According to chronicler Jan Długosz in 1340, when Lviv was captured by Casimir III of Poland, the king ordered city's fortifications to be dismantled. In 1351 Lithuanian prince Liubartas captured and burned down Lviv. Two years later in 1353 Liubartas again invaded the city this time destroying it completely. Casimir III built a new town on the Poltva River and granted it Magdeburg rights in 1356.

A new stone and brick castle was built around 1362 under the rule of king Casimir III. Due to its location on one of the hills above Lviv, it received the name of "High Castle", as opposed to the "Lower Castle" built in the city proper to host royal starosts, who governed the whole land of Rus'. Between 1379 and 1387 a Hungarian garrison was stationed in the castle until the city returned under Polish rule.

In the 15th century the castle was recognized as the most powerful fortification in Ruthenian lands.

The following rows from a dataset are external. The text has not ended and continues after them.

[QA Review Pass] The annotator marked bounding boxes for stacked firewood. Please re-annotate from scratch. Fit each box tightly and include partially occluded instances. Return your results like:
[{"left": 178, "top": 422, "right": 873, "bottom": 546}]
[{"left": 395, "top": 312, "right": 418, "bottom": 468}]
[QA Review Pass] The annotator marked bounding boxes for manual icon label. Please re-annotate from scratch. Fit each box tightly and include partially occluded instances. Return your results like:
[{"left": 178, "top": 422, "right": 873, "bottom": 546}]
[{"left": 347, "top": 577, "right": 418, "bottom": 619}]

Under Polish rule the castle was managed by starosts appointed by the monarch. Direct oversight of the fortifications was performed by burgraves who served as starosts' deputies. The castle's cellars and towers were also used to hold prisoners, including Teutonic knights captured at the Battle of Grunwald. The castle's strategic importance rose following the increase in frequency of Tatar raids in the mid-15h century, and its fortifications underwent repair works under the rule of Casimir IV Jagiellon. In 1498 and 1509 it withstood sieges by Moldavians and their Ottoman allies. The castle's main tower was damaged by a major fire which engulfed Lviv in 1527. In 1537, the castle witnessed a rebellion known as the Chicken War against Polish king Sigismund I the Old and his wife Bona Sforza.

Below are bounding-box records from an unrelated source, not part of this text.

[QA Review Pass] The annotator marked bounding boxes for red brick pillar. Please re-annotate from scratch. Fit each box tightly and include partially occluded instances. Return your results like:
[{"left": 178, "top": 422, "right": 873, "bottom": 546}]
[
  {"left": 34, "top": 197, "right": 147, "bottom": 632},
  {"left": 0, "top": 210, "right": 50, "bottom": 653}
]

The castle was rebuilt and repaired many times. In the times of Khmelnytsky Uprising it was taken by Cossack forces of Colonel Maksym Kryvonis in October 1648. In 1704, when Lviv was occupied by Swedes the castle was heavily damaged. In 1777, Austrians initiated disassembling of fortifications around the castle.

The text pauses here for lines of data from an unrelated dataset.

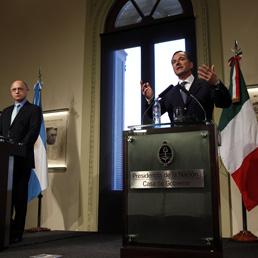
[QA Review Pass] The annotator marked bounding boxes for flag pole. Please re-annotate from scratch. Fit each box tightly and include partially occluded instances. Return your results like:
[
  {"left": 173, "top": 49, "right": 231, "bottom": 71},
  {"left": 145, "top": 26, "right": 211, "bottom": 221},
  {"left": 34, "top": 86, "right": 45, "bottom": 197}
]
[
  {"left": 229, "top": 40, "right": 258, "bottom": 242},
  {"left": 232, "top": 199, "right": 258, "bottom": 242},
  {"left": 26, "top": 67, "right": 50, "bottom": 233}
]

In the 19th century, the then destroyed castle was taken apart and new facilities were built in its place. The fortification was strengthened, trees were planted on the hill's slope, and a park was constructed. On the place where the castle once stood, the Union of Lublin Mound was constructed in 1869, dedicated to the 300-years of the Union of Lublin. Currently, an observation platform is located atop the kurgan. In 1957, a 141-meter tall television tower was constructed on a ridge of the hill (see picture).

In 2004-2005, there were talks of reconstructing a stone castle on the hill. The project gained some support and opposition. However, at this time, plans for the construction of the castle are not realistic.

== In culture ==
Highcastle: A Remembrance (Wysoki Zamek), a 1966 coming-of-age autobiographical novel by Lviv-born Polish science fiction writer Stanisław Lem, refers to the castle.

The castle is mentioned in a popular World War II-era Ukrainian folk song, which describes a mother lamenting her partisan son who fell in battle nearby.